Nel fare ciò egli ricorre in diverse opere a quella tecnica teatrale nota sin dai tempi della antichità
classica e del teatro plautino che consiste nella messa in scena, durante una rappresentazione
teatrale, in una seconda rappresentazione all’interno della prima da parte dei personaggi di
quest'ultima: il Meta-teatro. La natura fittizia ed illusoria dell’intera rappresentazione è così portata
agli occhi del pubblico, che viene stimolato alla riflessione critica.
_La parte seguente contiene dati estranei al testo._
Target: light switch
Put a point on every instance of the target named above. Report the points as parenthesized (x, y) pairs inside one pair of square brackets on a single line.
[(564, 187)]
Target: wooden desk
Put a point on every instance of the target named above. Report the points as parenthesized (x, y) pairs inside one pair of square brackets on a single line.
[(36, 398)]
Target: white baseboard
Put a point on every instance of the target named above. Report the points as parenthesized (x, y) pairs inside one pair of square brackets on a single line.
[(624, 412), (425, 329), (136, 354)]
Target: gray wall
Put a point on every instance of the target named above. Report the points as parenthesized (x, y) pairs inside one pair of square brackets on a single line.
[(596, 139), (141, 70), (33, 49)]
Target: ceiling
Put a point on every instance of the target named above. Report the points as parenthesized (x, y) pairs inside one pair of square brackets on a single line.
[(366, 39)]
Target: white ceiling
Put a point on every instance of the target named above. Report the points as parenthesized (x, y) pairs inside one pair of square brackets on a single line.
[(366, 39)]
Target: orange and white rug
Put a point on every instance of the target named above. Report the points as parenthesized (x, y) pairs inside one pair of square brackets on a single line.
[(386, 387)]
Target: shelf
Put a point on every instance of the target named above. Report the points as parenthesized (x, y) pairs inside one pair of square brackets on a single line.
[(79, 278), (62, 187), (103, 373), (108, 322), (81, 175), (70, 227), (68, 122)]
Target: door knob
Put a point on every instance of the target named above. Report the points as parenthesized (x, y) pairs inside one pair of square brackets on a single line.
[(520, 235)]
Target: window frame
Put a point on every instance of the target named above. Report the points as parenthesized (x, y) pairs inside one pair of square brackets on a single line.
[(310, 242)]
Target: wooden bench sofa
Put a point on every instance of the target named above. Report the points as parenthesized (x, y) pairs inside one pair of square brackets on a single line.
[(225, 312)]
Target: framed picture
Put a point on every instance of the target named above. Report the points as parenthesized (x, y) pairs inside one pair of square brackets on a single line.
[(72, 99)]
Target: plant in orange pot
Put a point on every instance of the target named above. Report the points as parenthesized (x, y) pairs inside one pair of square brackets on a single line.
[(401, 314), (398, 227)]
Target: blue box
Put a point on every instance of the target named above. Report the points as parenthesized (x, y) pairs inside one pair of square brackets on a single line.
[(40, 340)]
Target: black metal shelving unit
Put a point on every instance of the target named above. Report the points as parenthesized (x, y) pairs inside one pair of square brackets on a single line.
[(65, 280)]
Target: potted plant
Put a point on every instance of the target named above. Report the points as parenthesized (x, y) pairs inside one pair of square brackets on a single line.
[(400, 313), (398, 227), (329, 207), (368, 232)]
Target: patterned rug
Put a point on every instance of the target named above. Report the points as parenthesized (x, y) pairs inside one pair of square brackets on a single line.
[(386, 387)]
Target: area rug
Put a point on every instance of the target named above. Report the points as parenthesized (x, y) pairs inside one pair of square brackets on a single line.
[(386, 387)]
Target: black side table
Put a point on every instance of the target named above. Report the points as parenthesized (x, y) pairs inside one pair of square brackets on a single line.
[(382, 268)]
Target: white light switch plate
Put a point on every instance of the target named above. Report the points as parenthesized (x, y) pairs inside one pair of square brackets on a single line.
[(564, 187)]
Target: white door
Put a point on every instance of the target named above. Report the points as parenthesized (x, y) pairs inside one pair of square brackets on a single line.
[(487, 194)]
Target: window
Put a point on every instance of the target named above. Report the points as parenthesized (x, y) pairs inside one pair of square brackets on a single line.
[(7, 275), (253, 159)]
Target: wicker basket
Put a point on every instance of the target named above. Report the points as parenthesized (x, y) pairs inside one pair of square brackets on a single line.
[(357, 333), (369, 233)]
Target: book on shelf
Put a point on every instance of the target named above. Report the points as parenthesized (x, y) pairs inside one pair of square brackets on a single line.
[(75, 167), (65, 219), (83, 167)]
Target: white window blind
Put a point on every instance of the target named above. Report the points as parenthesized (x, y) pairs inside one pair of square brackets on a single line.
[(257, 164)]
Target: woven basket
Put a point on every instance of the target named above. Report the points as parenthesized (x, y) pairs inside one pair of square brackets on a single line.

Fra le diverse opere in cui
Shakespeare utilizza una seconda rappresentazione scenica interna alla prima, la più interessante è
senza dubbio Hamlet (Amleto), vero e proprio caposaldo della produzione teatrale moderna. Nel
dramma di un figlio risoluto a vendicare l'assassinio del padre e l'usurpazione del trono di
Danimarca assume importanza centrale la ricerca della Verità; quest'ultima secondo Amleto può
essere trovata solo vedendo la reazione dell'uomo posto dinanzi al riflesso del proprio essere, ed
ecco perché saggiamente egli decide, nella seconda scena del III atto, di inscenare una
rappresentazione per la corte di Elsinore, "L'assassinio di Gonzago", vicenda non dissimile da
quanto accaduto a suo padre, per osservare la reazione di Claudio, suo zio e nuovo re: se egli si
fosse mostrato turbato le accuse del fantasma di suo padre nei suoi confronti sarebbero risultate
fondate.

Parlando con uno degli attori poco prima della messinscena, Amleto si lascia andare a delle
osservazioni che trascendono la sua vicenda personale, permettendoci di percepire dietro di lui la
visione di Shakespeare stesso sul teatro e sulla aderenza di esso alla realtà:

«Il gesto sia accordato alla parola

e la parola al gesto, avendo cura

soprattutto di mai travalicare

i limiti della naturalezza;

ché l’esagerazione, in queste cose,

è contraria allo scopo del teatro;

il cui fine, da quando è nato ad oggi,

è di regger lo specchio alla natura,

di palesare alla virtù il suo volto,

al vizio la sua immagine,

ed al tempo e all’età la loro impronta.


Se tutto questo dall’azione scenica

riesce esagerato o impicciolito,

potrà far ridere l’incompetente,

ma non potrà che urtare il competente

il cui giudizio deve aver per voi,

che siete del mestiere, più importanza

di un’intera platea di tutti gli altri.

Ho visto e udito attori

(e udito anche lodarli e stralodarli,

per non dire di più, quantunque privi

d’accento e di movenze nel gestire

non dico da cristiani o da pagani

ma nemmeno da uomini comuni),

recitare gonfiandosi,

sbuffando e urlando in modo sì scomposto

da far pensare che madre natura

abbia commesso a fabbricare uomini

a qualche manovale da strapazzo,

che li abbia impastati malamente,

tal era la maniera abominevole

con la quale imitavano il reale». 1

L'esagerazione quindi non può trovar spazio sul palcoscenico del teatro, secondo le parole di
Amleto-Shakespeare, giacché essa non fa parte di quella natura che esso ha il rappresentare come
specchio fedele.

L'elemento scenico dello specchio in Amleto, simbolo del doppio e riflesso della coscienza, è
stato sottolineato ed ancor più centralizzato in una recente interpretazione del dramma
shakespeariano ad opera del regista teatrale lituano Oskaras Korsunovas: Amleto allo specchio, nel
quale – con magistrale inventiva – affida al medesimo attore, come acme della specularità, il ruolo
del re ucciso e quello del fratello usurpatore Claudio.

1 William Shakespeare, Amleto, a cura di Goffredo Raponi, traduzione di Goffredo Raponi, 2016.